People taking statins for heart disease saw major benefits when doctors added a powerful, newer drug to their treatment regimen, according to a major study released Friday morning at the start of an American College of Cardiology conference in Washington.
The addition of the cholesterol-busting drug evolocumab, from a class known as PCSK9 inhibitors, reduced the risk of deaths, heart attacks, strokes, the need for coronary bypass and hospitalization for chest pain, according to a team of researchers from around the globe, who also published their results online Friday in the New England Journal of Medicine.

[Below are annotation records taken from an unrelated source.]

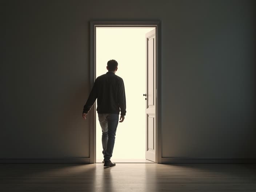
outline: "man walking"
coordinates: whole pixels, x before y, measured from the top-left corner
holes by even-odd
[[[102,153],[104,156],[103,162],[104,167],[116,165],[110,158],[114,148],[119,113],[121,111],[120,123],[124,121],[126,113],[124,81],[115,75],[118,65],[114,60],[108,61],[107,69],[108,72],[95,80],[83,112],[83,117],[86,119],[88,111],[97,99],[96,110],[102,131]]]

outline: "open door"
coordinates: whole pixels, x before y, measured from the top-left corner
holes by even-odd
[[[156,29],[146,33],[146,159],[156,162]]]

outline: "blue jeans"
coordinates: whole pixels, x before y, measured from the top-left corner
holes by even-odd
[[[98,113],[102,131],[101,141],[104,160],[109,161],[112,156],[119,115],[114,113]]]

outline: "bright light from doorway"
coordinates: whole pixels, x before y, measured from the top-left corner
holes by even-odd
[[[115,59],[118,63],[116,75],[124,80],[126,96],[126,115],[124,122],[118,123],[113,161],[145,159],[145,35],[154,28],[96,28],[96,77],[107,72],[107,61]],[[97,113],[96,117],[96,158],[99,162],[103,156]]]

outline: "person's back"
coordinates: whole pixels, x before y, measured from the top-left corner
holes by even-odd
[[[125,115],[126,101],[123,79],[114,72],[108,72],[98,77],[95,83],[98,113],[119,115],[121,111],[121,115]]]
[[[108,62],[108,72],[95,80],[94,84],[85,104],[84,106],[83,117],[86,119],[88,112],[97,99],[97,111],[102,130],[102,153],[104,155],[104,166],[116,165],[111,162],[115,144],[116,132],[121,111],[120,121],[122,122],[125,115],[126,99],[124,85],[123,79],[115,75],[117,70],[117,62],[115,60]]]

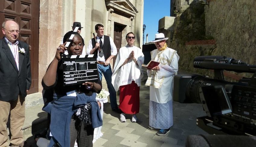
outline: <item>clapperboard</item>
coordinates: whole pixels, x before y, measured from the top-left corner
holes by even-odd
[[[77,31],[76,27],[73,32]],[[69,48],[75,36],[72,34],[65,46]],[[64,86],[82,84],[98,81],[97,56],[94,55],[68,55],[66,50],[62,55]]]

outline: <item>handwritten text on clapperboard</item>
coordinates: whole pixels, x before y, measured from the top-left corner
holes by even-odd
[[[96,59],[94,59],[94,58],[62,59],[64,86],[97,81],[97,62]]]

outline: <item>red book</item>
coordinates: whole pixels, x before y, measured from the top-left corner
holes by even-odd
[[[146,67],[148,68],[152,69],[152,68],[159,65],[159,63],[160,63],[159,62],[151,60],[149,62],[149,63],[147,65]]]

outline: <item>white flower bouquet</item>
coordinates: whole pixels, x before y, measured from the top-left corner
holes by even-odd
[[[100,93],[97,94],[96,96],[96,100],[98,101],[102,101],[104,103],[107,102],[107,96],[109,95],[109,92],[104,89],[101,89]]]

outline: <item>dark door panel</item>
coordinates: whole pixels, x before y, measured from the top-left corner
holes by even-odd
[[[21,31],[19,39],[29,45],[32,81],[29,93],[38,91],[39,0],[0,0],[0,24],[12,20]],[[4,36],[0,33],[0,37]]]

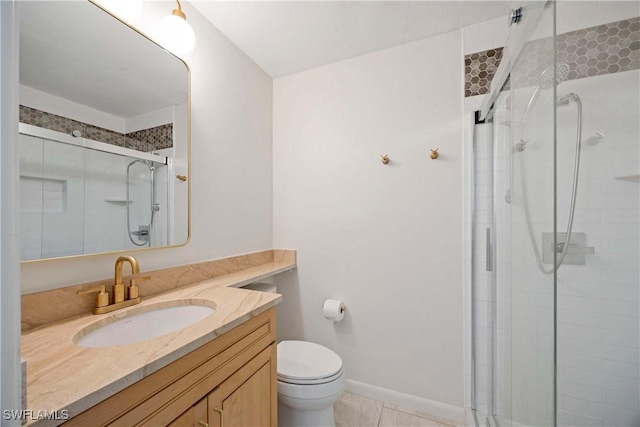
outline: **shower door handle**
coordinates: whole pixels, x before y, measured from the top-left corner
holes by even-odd
[[[486,252],[486,265],[485,265],[485,270],[486,271],[493,271],[493,245],[491,242],[491,227],[487,227],[486,230],[486,236],[485,236],[485,241],[486,241],[486,246],[485,246],[485,252]]]
[[[565,242],[556,244],[556,253],[561,254],[564,250]],[[596,253],[596,248],[593,246],[584,246],[579,243],[569,243],[567,245],[567,254],[569,255],[593,255]]]

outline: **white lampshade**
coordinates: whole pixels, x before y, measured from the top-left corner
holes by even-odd
[[[196,44],[196,35],[191,25],[180,15],[184,16],[182,12],[174,10],[160,21],[160,44],[178,55],[191,52]]]

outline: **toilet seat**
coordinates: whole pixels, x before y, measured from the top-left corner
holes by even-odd
[[[307,341],[278,344],[278,381],[288,384],[326,384],[343,374],[342,359],[333,351]]]

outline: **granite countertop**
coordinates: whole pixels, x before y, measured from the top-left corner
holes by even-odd
[[[250,282],[250,278],[255,278],[255,272],[240,271],[143,298],[140,304],[112,313],[87,313],[24,333],[27,410],[34,416],[38,411],[66,410],[73,417],[282,300],[279,294],[234,287]],[[101,319],[126,317],[151,305],[175,305],[176,300],[214,306],[216,311],[186,328],[138,343],[104,348],[73,343],[76,334]],[[29,419],[27,424],[57,425],[63,421]]]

Evolocumab works by lowering LDL, or “bad,” cholesterol. The researchers found an average decline of 59 percent in LDL levels among the 14,000 people in 49 countries who were put on the drug for 48 weeks, when compared with an almost identical number of patients who received a placebo.
And when the researchers looked at the most serious possible outcomes for heart patients — deaths, heart attacks and strokes — the study showed a 20 percent reduction of those events.
“The data from our trial provide insight into the benefit of decreasing LDL cholesterol levels to median levels lower than those in previous trials,” wrote the researchers, led by Marc S. Sabatine of Brigham and Women’s Hospital in Boston.
The data reinforce the growing body of evidence showing that as clinicians push LDL cholesterol levels ever lower, their patients fare better. Currently, an LDL cholesterol below 100 is considered optimal for people at risk of heart disease, according to the Mayo clinic.
Heart disease is the number one killer of Americans.
A second study of another PCSK9 inhibitor, bococizumab, was much less successful and was terminated, another set of researchers reported Friday. It showed widely varying effects on LDL cholesterol levels and had no benefit for people with LDL levels below 100, although patients with higher LDL levels did see significant benefits. In contrast to evolocumab, the impact seemed to fade with time and some patients developed antibodies to the drug.